Mas ele, por sua vez, era um contraste: sorria e cumprimentava as pessoas com
uma simpatia contagiante. O entusiasmo da multidão foi imediato, como uma onda,
quase o engolindo: “Viva!”, “Viva o Sr. Presidente!”, “Viva Marcelo!” – os
gritos eram calorosos e cheios de fervor.
Eu estava fascinado, imerso naquele momento histórico
que, para mim, tinha um brilho especial. A excitação, a adrenalina, faziam
aquele momento parecer eterno, mas, infelizmente, foi efémero. Marcelo e sua
comitiva seguiram rapidamente para as viaturas, enquanto a multidão começava a
dispersar. Ouvi então alguém comentar, com um tom calmo e desinteressado:
- Vai dormir no Palace.
Naquele instante, senti uma onda de curiosidade
avassaladora. Sem perder tempo, pedi à minha mãe para irmos até ao Palace, o
hotel onde Marcelo se hospedaria. Ela aceitou, e lá fomos nós, apressados, para
o carro, dirigindo-nos pela estação da CP em direção ao hotel.
Quando estacionámos junto à “taça” do Palace, a imagem
do hotel era, como sempre, imponente. Marcelo, que já tinha subido os primeiros
degraus da escadaria, ainda estava à vista. Ia saudando diversas pessoas, que,
como eu, o desejavam cumprimentar. Já se dirigia para a porta de entrada quando
atingimos o cimo da escadaria. A minha mãe, com um sorriso travesso, tocou-me
nas costas e disse baixinho:
- Vai!
Eu não pensei duas vezes. Corri em direção ao Marcelo,
com o coração a bater forte no peito. Puxei-lhe suavemente pelo casaco. Ele
virou-se e, ao perceber que não havia mais ninguém além de mim, sorriu, um
sorriso cativante que parecia iluminar tudo à sua volta. Com um gesto calmo e
sereno, estendeu-me a mão.
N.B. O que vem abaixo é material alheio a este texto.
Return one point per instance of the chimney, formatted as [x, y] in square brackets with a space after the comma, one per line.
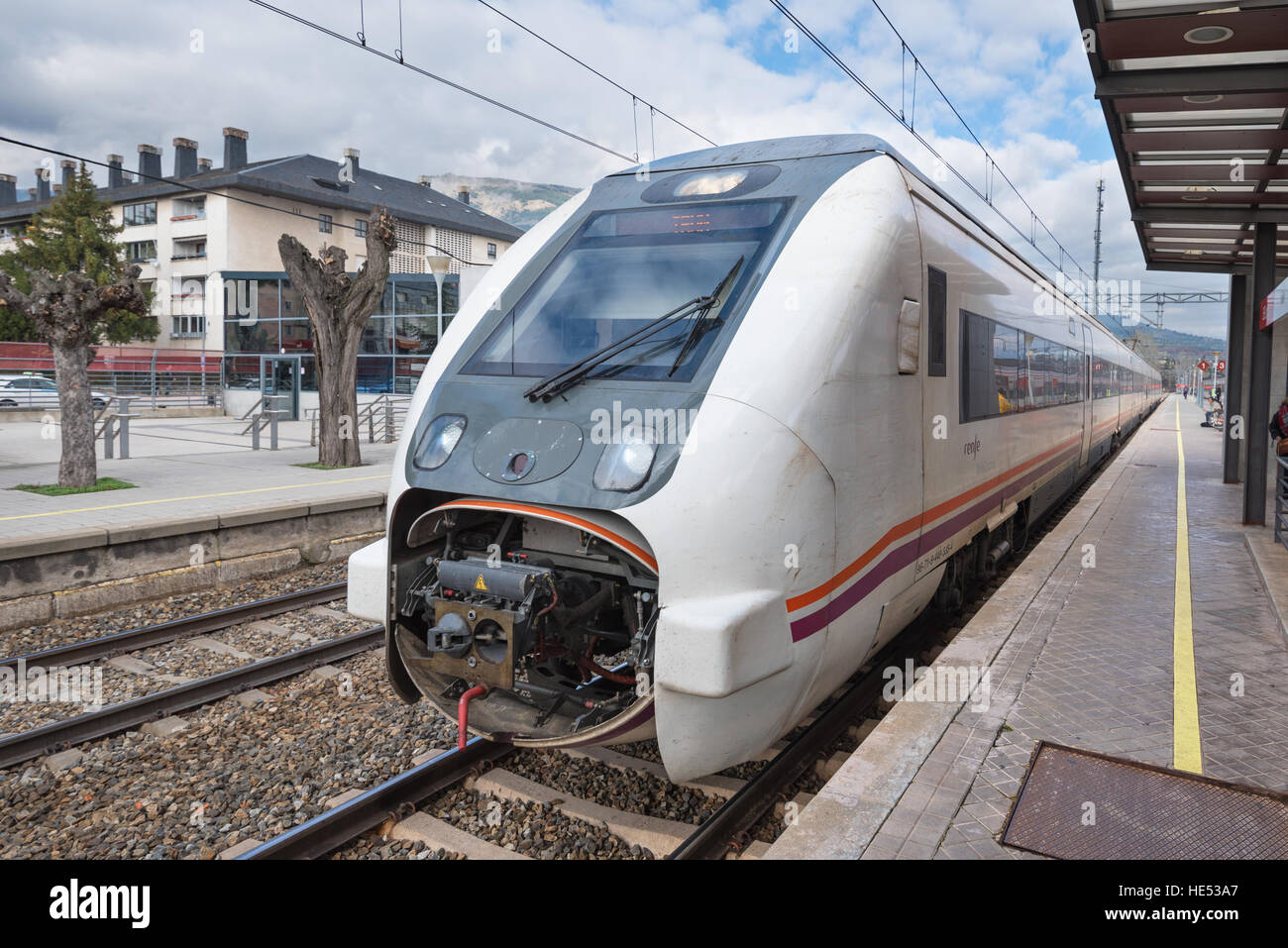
[184, 158]
[150, 162]
[235, 149]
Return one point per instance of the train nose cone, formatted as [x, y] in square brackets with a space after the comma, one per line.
[527, 450]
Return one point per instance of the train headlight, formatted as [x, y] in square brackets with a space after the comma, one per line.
[626, 464]
[441, 440]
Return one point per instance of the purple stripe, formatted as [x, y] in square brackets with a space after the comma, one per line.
[901, 557]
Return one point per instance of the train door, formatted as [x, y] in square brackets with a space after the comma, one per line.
[1085, 456]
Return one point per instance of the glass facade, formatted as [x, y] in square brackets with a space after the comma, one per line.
[265, 316]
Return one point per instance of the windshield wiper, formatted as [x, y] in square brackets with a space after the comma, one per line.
[566, 377]
[702, 321]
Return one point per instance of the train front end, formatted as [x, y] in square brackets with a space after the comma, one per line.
[575, 489]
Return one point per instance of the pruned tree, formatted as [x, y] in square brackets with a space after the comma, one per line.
[65, 281]
[339, 305]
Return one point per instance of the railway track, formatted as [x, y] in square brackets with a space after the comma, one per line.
[136, 639]
[713, 839]
[27, 745]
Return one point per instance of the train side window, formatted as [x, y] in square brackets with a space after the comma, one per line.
[978, 397]
[936, 299]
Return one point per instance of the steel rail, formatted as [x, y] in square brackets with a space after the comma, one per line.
[112, 719]
[134, 639]
[340, 824]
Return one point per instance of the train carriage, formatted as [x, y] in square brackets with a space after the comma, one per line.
[711, 434]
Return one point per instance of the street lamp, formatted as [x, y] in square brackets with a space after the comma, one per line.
[438, 265]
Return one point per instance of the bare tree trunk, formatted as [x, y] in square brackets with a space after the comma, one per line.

A sua mão era enorme comparada com a minha, mas,
mesmo assim, apertei-a com força, como se aquele gesto representasse uma
conexão simbólica entre o passado e o futuro, entre o regime de ontem e a
promessa de um novo amanhã.
Marcelo deu meia-volta e entrou no Palace. E eu, ali,
no limiar daquele momento único, não conseguia deixar de sentir que, apesar de
tudo, era aquilo que eu mais desejava: um simples aperto de mão, mas que
marcava um instante na história da minha vida.
Nunca mais me esqueci desse momento.